The D. melanogaster R5.43 assembly (170 Mb) is distributed across 15 sequence entries: the left and right arms of chromosomes 2 and 3, chromosome X, the corresponding heterochromatin content of these chromosomes, chromosome Y only as heterochromatin, the mini chromosome 4, the mitochondrial genome, and 40 Mb in two additional pseudo-chromosomes (U and Uextra). Currently, 412 repeat consensuses in RepBase Update (release 20120418) can be extracted with the term ‘drosophila melanogaster’, of which 249 are non-low-complexity repeats including 26 that are D. melanogaster-specific repeats (i.e. non-ancestral).
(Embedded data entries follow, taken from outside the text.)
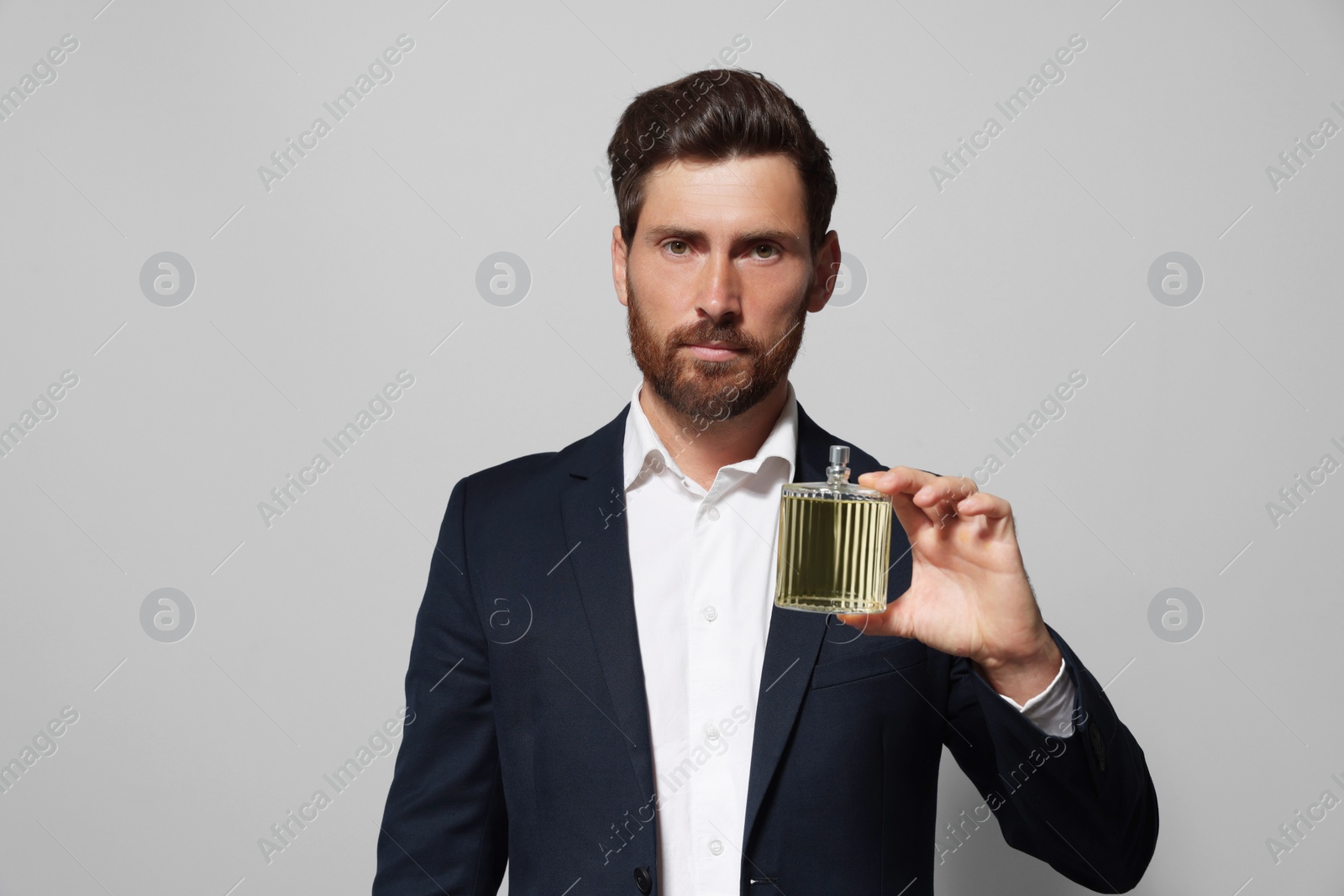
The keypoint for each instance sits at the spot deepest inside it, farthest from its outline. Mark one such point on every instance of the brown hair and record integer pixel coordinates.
(716, 114)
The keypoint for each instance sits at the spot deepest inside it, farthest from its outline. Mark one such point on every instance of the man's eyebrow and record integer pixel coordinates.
(660, 231)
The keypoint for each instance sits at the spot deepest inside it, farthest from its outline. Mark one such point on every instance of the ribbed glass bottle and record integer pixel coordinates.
(835, 543)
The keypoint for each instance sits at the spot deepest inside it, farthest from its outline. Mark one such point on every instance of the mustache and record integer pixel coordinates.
(701, 335)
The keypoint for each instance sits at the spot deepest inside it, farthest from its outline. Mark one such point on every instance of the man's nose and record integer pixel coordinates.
(719, 288)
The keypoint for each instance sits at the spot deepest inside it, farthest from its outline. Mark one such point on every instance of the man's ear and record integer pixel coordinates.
(620, 254)
(826, 269)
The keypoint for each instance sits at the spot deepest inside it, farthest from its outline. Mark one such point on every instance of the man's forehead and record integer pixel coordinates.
(754, 186)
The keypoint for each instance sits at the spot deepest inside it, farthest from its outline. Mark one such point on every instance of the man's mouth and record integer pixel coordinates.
(714, 352)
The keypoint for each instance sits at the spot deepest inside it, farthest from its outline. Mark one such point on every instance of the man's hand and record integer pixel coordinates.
(968, 593)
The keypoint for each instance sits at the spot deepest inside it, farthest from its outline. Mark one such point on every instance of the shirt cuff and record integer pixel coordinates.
(1052, 710)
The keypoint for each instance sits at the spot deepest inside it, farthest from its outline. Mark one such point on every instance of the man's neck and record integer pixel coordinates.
(702, 446)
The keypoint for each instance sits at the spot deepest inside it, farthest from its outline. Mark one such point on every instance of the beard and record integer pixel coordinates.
(696, 387)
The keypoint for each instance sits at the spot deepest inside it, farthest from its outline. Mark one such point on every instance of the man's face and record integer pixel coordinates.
(718, 281)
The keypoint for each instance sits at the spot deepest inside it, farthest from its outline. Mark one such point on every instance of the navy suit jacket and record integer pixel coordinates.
(528, 741)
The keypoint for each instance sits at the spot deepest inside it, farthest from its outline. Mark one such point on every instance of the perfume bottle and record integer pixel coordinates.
(835, 543)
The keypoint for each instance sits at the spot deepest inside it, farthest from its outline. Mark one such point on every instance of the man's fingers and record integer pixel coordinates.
(900, 483)
(987, 506)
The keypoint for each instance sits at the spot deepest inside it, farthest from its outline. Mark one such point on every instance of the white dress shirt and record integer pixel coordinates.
(703, 569)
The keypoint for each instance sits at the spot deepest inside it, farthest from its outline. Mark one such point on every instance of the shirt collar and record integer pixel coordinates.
(644, 449)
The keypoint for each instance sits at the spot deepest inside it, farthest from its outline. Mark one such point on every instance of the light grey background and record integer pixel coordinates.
(362, 262)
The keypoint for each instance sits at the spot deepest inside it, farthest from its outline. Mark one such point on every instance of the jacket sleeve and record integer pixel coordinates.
(1084, 804)
(445, 828)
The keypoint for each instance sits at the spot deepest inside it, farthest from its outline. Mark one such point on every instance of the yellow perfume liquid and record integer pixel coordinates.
(835, 543)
We also downloaded the D. melanogaster repeat library created in the 12 Drosophila genomes project using ReAS (ftp://ftp.genomics.org.cn/pub/ReAS/drosophila/v2/consensus_fasta/dmel.con.fa.gz) (391 consensuses).

Sequencing data

Sixty-eight million 101 bp reads (‘simulated’; 27 average quality, 40× genome coverage, insert sizes 400 bp and 2500 bp) were simulated with MAQ (version 0.7.1, http://maq.sourceforge.net) without mutations or indels using an Illumina training dataset on the D. melanogaster genome release R5.43 (including the U and Uextra chromosomes). Additionally, two sets of experimentally obtained Illumina reads (‘real’; ycnbwsp_2: SRX040484; ycnbwsp_7-HE: SRX040486; 83 million reads, 82 nt avg. length, 30 average quality, 40× genome coverage) were downloaded from the Short Read Archive (http://www.ncbi.nlm.nih.gov/sra). They are derived from an individual of the stock (http://flybase.org/reports/FBst0002057.html) that was used in the release 5 of the D. melanogaster genome assembly (36). Both simulated and real datasets were error-corrected with QUAKE (34) (version 0.3.4, using default settings and k = 17). Human Illumina reads derived from a lymphoblastoid cell line (Coriell Institute, GM12878) (101 bp length, 132 Gb total, ∼40× coverage) were downloaded from SRA (SRR067780, SRR067784, SRR067785, SRR067787, SRR067789, SRR067791, SRR067792 and SRR067793) and used directly without error correction.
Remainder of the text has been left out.